Students are provided the opportunity to apply this knowledge through experience-based education so they can practice diagnosing the roots of environmental problems and design and implement various policy, institutional reforms, and behavioral solutions.
Students can explore issues such as how human actions affect the environment; how societies adapt to changes in natural resource availability and climate change; the social and environmental aspects of environmental health and food systems; the ethical, moral, and legal dimensions of environmental and resource issues; and the roles of governmental, corporate, and non-governmental agencies in environmental affairs.
In addition to the EPIB major, the Human Ecology faculty administer and teach several minors:
- The Science Communication Minor
- The Sustainability Minor
- The Sustainable Global Food Systems Minor
- Creative Expression and the Environment Minor
Graduate
At the graduate level, the certificate in the Human Dimensions of Environmental Change provides students in graduate programs at the School of Arts and Sciences and at the School of Environmental and Biological Sciences with the chance to pursue a concentration in the social, cultural, economic, historical, planning and other human dimensions of environmental change while carrying out a regular program of studies in an existing graduate program (such as Environmental Science, Biology, Geography, Anthropology, Ecology and Evolution, Public Policy, and many others). Courses include advanced seminars on current environmental issues.

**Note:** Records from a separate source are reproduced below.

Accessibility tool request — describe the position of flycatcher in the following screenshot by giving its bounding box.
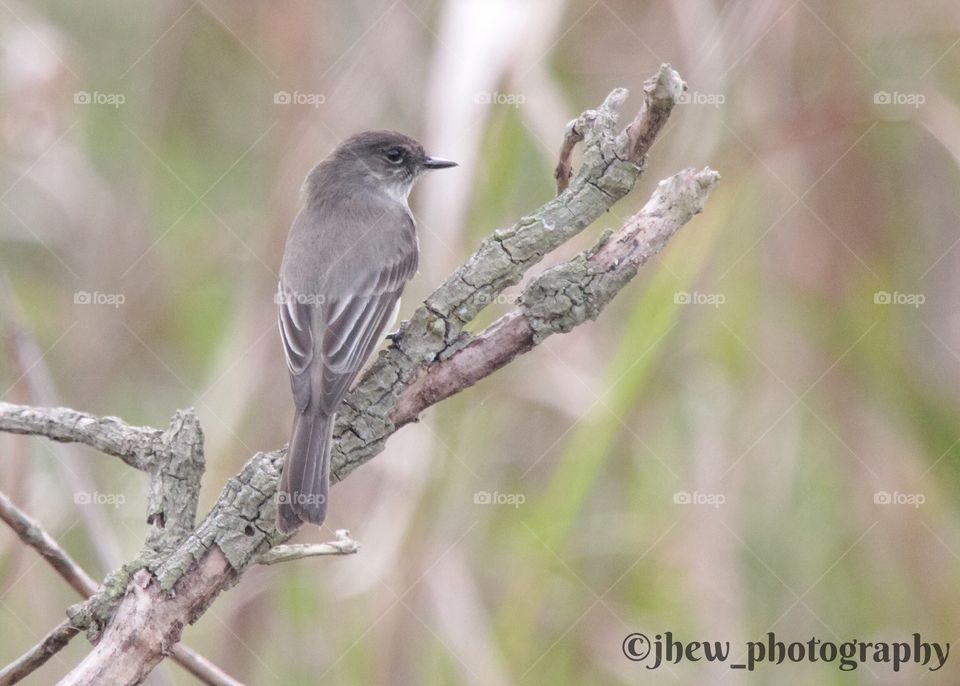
[277,131,456,532]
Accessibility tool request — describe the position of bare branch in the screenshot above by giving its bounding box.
[0,493,97,598]
[0,402,163,471]
[0,620,80,686]
[0,492,240,686]
[257,529,360,565]
[0,402,204,552]
[0,65,719,684]
[391,168,720,427]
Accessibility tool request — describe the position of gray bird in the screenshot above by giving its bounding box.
[277,131,456,532]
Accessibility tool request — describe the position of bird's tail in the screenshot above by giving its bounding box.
[277,408,333,533]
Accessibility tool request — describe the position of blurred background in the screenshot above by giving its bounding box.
[0,0,960,685]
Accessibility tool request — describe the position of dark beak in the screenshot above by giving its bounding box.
[423,157,457,169]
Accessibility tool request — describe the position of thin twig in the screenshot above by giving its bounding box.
[0,619,80,686]
[257,529,360,565]
[0,492,240,686]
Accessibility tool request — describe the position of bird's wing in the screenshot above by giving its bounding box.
[279,243,417,414]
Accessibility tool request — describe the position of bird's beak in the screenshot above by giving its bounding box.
[423,157,457,169]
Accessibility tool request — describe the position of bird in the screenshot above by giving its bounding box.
[276,130,457,533]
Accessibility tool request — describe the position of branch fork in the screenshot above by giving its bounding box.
[0,64,719,686]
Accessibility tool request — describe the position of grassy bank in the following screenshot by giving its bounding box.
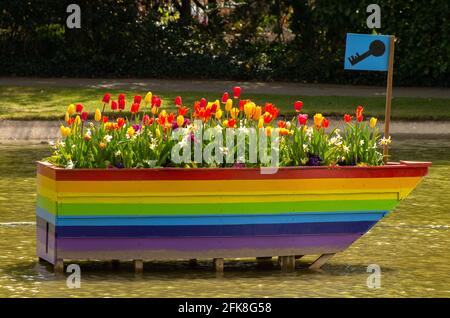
[0,86,450,120]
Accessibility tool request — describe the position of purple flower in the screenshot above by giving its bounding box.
[306,154,322,166]
[133,125,141,132]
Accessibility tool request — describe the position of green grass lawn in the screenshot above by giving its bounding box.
[0,86,450,120]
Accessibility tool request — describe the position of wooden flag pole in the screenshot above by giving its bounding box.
[383,35,395,164]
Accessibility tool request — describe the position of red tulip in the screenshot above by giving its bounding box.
[239,99,248,111]
[142,115,153,126]
[178,106,189,116]
[228,119,236,128]
[233,86,241,98]
[134,95,142,104]
[81,112,88,121]
[102,93,111,104]
[344,114,352,124]
[117,117,125,128]
[297,114,308,125]
[130,103,139,114]
[175,96,181,106]
[200,98,207,108]
[294,100,303,112]
[222,92,228,104]
[119,99,125,110]
[356,105,364,118]
[75,104,83,113]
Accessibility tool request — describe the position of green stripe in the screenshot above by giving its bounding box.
[58,200,398,216]
[36,195,57,214]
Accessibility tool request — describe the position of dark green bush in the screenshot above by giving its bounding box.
[0,0,450,86]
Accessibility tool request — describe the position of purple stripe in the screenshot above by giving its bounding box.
[56,221,376,238]
[57,234,361,251]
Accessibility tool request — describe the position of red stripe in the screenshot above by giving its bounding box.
[38,162,431,181]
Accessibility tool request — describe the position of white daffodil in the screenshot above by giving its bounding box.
[103,135,112,142]
[66,160,73,169]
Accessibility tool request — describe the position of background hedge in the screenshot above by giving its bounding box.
[0,0,450,86]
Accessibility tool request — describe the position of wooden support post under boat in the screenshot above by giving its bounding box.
[278,255,295,272]
[309,253,334,269]
[189,258,198,267]
[134,259,144,274]
[256,256,272,264]
[111,259,120,269]
[53,258,64,274]
[214,258,223,273]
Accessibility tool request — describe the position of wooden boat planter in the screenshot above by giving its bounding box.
[36,161,431,271]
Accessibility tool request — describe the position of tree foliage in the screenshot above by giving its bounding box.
[0,0,450,86]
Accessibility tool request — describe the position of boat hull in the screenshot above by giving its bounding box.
[36,162,430,264]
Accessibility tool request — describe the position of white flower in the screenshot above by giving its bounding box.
[344,145,350,153]
[103,135,112,142]
[303,144,309,152]
[66,160,73,169]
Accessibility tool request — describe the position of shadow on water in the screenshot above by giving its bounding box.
[2,258,395,281]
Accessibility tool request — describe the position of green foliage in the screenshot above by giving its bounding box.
[0,0,450,86]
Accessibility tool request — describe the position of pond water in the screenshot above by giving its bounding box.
[0,136,450,297]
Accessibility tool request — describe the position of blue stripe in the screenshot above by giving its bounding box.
[56,211,388,226]
[56,221,376,238]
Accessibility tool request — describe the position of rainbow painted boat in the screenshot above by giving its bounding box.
[36,161,431,268]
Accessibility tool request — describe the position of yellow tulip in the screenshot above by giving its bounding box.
[258,117,264,128]
[67,104,75,115]
[177,115,184,127]
[225,98,233,112]
[314,114,324,127]
[370,117,378,128]
[216,108,222,119]
[75,115,81,126]
[230,107,239,119]
[60,125,71,137]
[94,108,102,121]
[144,92,153,104]
[253,106,262,120]
[127,126,135,137]
[244,102,256,118]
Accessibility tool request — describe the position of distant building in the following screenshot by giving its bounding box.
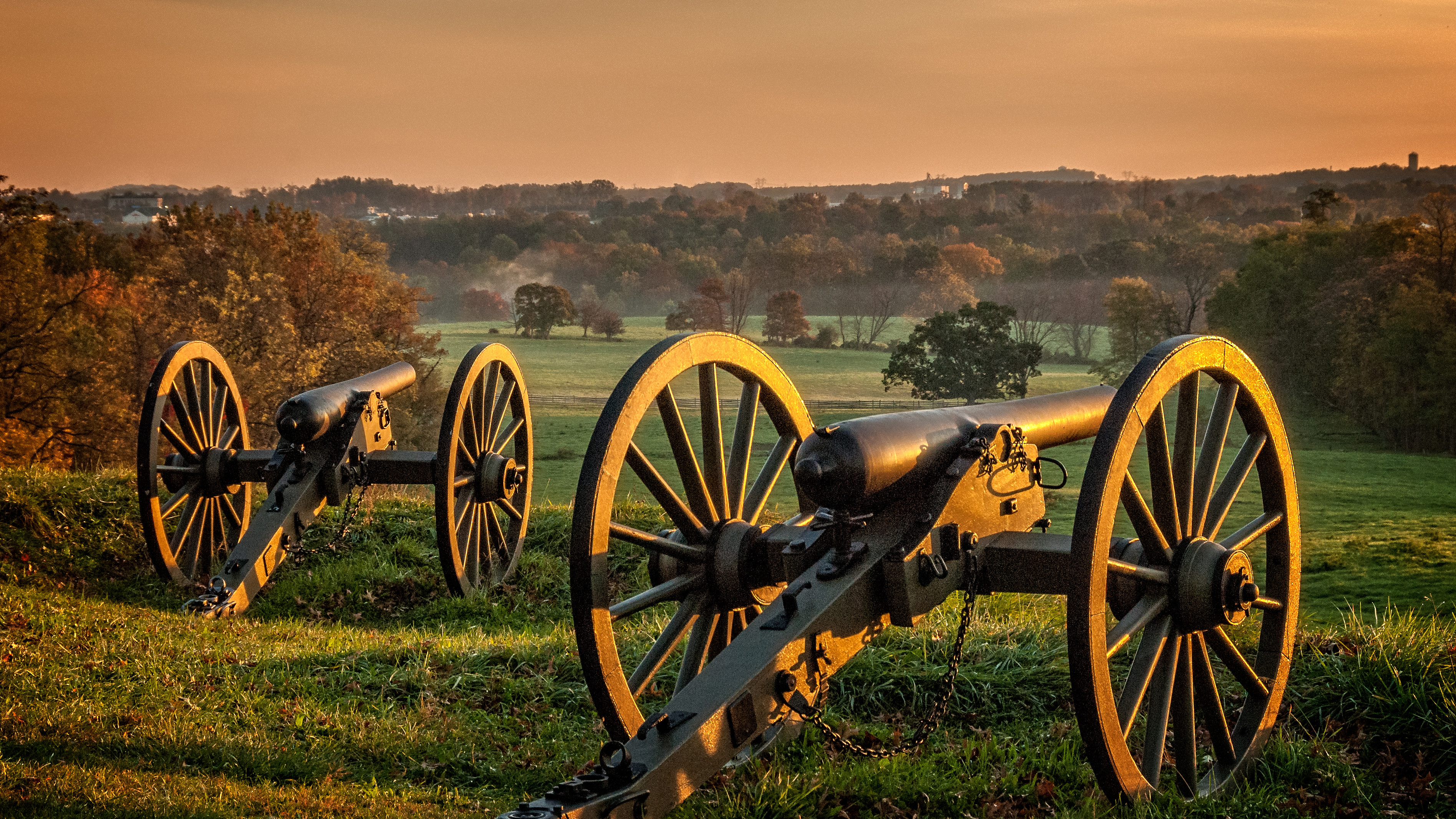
[913,185,951,199]
[106,190,162,211]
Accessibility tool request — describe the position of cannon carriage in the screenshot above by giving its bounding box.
[137,342,532,617]
[505,333,1300,819]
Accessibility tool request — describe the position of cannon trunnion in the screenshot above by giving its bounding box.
[137,342,532,617]
[505,333,1299,819]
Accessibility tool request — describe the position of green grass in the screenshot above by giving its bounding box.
[0,473,1456,817]
[0,320,1456,819]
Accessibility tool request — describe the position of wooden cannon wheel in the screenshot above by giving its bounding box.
[571,333,814,740]
[1067,336,1300,797]
[137,342,252,586]
[436,343,532,596]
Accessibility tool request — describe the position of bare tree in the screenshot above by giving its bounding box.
[1055,281,1104,362]
[1002,282,1063,347]
[724,268,759,336]
[863,276,914,345]
[1168,243,1233,333]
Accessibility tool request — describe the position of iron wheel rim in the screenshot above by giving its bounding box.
[1067,336,1300,799]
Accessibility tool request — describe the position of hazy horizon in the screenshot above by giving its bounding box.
[0,0,1456,190]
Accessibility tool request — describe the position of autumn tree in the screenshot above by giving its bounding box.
[1165,242,1233,333]
[763,290,810,342]
[0,185,136,467]
[1088,278,1179,386]
[881,301,1041,404]
[941,242,1005,281]
[133,205,444,450]
[576,298,609,338]
[591,310,628,341]
[724,268,759,336]
[1300,188,1341,224]
[514,282,576,339]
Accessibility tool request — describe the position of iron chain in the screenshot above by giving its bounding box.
[288,480,373,564]
[785,591,976,759]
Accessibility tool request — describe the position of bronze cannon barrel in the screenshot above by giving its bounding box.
[275,361,415,444]
[793,386,1117,509]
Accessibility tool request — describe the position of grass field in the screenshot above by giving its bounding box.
[0,320,1456,819]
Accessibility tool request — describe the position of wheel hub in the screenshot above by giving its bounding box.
[648,520,779,611]
[707,520,777,609]
[475,452,526,502]
[1169,538,1259,631]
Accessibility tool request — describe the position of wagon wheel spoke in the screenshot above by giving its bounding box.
[1174,371,1198,540]
[460,503,485,586]
[208,498,229,573]
[1193,634,1237,771]
[223,495,243,529]
[1123,473,1174,566]
[609,573,703,620]
[167,495,199,577]
[480,503,511,572]
[728,381,759,518]
[454,486,475,533]
[207,362,227,450]
[628,592,705,698]
[480,378,515,451]
[491,417,526,454]
[182,361,212,450]
[1172,634,1198,796]
[742,435,799,524]
[474,361,501,462]
[1203,432,1268,540]
[697,364,732,518]
[1106,592,1168,657]
[186,361,217,447]
[1141,633,1182,788]
[1188,381,1239,534]
[1219,509,1284,550]
[162,480,197,520]
[1203,627,1270,697]
[1117,614,1174,739]
[673,611,722,697]
[494,498,521,522]
[157,417,202,463]
[163,384,207,454]
[657,386,718,522]
[626,441,707,543]
[1143,403,1182,543]
[607,521,707,563]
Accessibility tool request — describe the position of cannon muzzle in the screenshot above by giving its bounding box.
[275,361,415,444]
[793,386,1117,509]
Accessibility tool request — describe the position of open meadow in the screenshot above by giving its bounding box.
[0,319,1456,819]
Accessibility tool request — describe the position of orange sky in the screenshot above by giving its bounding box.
[0,0,1456,190]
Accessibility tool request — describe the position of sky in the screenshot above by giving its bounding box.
[0,0,1456,192]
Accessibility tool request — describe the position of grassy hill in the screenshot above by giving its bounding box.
[0,326,1456,819]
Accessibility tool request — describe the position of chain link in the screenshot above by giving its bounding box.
[785,591,976,759]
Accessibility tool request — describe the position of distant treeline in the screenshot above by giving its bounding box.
[34,158,1456,218]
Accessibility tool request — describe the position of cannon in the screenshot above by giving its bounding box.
[504,333,1300,819]
[137,342,532,617]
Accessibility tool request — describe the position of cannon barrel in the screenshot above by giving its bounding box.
[793,386,1117,509]
[275,361,415,444]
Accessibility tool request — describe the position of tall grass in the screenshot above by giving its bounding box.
[0,474,1456,819]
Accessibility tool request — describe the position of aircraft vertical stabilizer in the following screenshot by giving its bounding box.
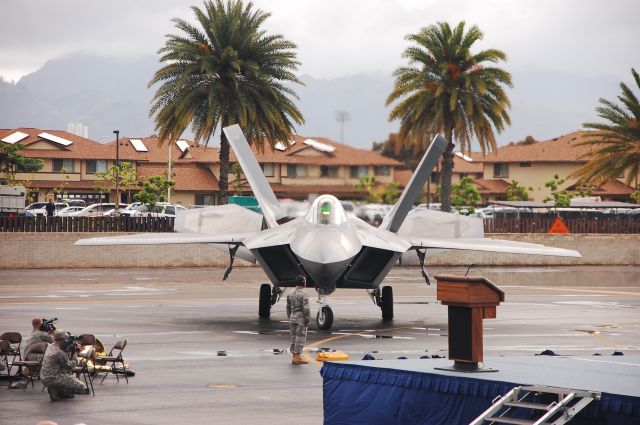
[222,124,281,228]
[380,134,449,233]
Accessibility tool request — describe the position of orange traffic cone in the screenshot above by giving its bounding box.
[547,216,571,235]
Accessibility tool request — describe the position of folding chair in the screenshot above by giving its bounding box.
[93,339,129,384]
[0,339,11,377]
[73,345,96,396]
[9,342,49,388]
[78,334,96,347]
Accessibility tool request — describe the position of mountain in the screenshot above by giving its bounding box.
[0,54,619,150]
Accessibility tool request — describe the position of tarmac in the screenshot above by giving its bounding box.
[0,267,640,425]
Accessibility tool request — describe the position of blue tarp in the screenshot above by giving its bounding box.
[320,363,640,425]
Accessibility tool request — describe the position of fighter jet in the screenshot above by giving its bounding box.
[76,125,580,330]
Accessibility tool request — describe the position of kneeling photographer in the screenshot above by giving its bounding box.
[40,329,89,401]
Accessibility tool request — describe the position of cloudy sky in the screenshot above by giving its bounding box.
[0,0,640,80]
[0,0,640,146]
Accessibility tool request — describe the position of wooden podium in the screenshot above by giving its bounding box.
[436,275,504,372]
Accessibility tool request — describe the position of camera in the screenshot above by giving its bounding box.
[60,332,80,352]
[40,317,58,333]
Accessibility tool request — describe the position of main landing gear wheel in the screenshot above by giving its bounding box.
[380,286,393,322]
[316,305,333,331]
[258,283,271,319]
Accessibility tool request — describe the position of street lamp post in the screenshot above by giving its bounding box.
[113,130,120,208]
[167,142,172,203]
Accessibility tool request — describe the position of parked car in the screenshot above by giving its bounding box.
[58,198,87,208]
[134,202,187,217]
[70,204,116,217]
[56,207,84,217]
[115,202,142,217]
[24,202,67,217]
[102,204,129,217]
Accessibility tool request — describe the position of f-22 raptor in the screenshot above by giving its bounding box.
[76,125,580,330]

Our students have gone on to careers in policy analysis, land-use planning, legislation and government, health administration, and environmental advocacy, law, business, and medicine. Graduates currently work for health and environmental agencies; local, national and international non-profit agencies; private companies such as environmental consulting and engineering firms; and in the academic arena. Faculty in Human Ecology teach and advise graduate students in a number of disciplinary departments including geography, public policy, psychology, sociology, ecology and evolution and others.